Nomadismo creativo
Lo importante en la obra de Thomas Schütte (Oldenburg, Alemania, 1954) es la indagación, el proceso. Lo de menos es lo que se considera "obra final". Para hablar de la fragilidad o la desesperanza ha trabajado con todos los soportes (maquetas, fotografía, acuarelas, escultura, pintura, instalaciones). El resultado de 35 años de investigación en torno a la obra de arte se puede recorrer a través de las 75 obras que integran la restrospectiva que le dedica el Reina Sofía hasta finales de abril y que ocupan toda la primera planta del edificio Sabatini, incluidos pasillos, salas de protocolo y jardines, espacio en el que se exponen seis grandes esculturas de mujeres desnudas.

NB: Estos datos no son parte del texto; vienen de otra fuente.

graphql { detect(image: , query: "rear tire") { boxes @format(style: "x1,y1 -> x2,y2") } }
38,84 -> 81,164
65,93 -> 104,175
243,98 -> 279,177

Lynne Cooke, subdirectora del museo y comisaria de esta exposición, ha querido que la obra de Schütte se vea con la perspectiva del tiempo, un mirar atrás en el que el pasado y el presente se funden para dar una visión completa de la creatividad del artista.
Aunque hay obras de todas las etapas, el recorrido no es cronológico. Mandan el espacio y la luz. Los pasillos del claustro están llenos de figuras fantásticas esculpidas en aluminio que invitan a repasar obsesiones que a lo largo del recorrido de la exposición van tomando cuerpo en forma de voces dispersas.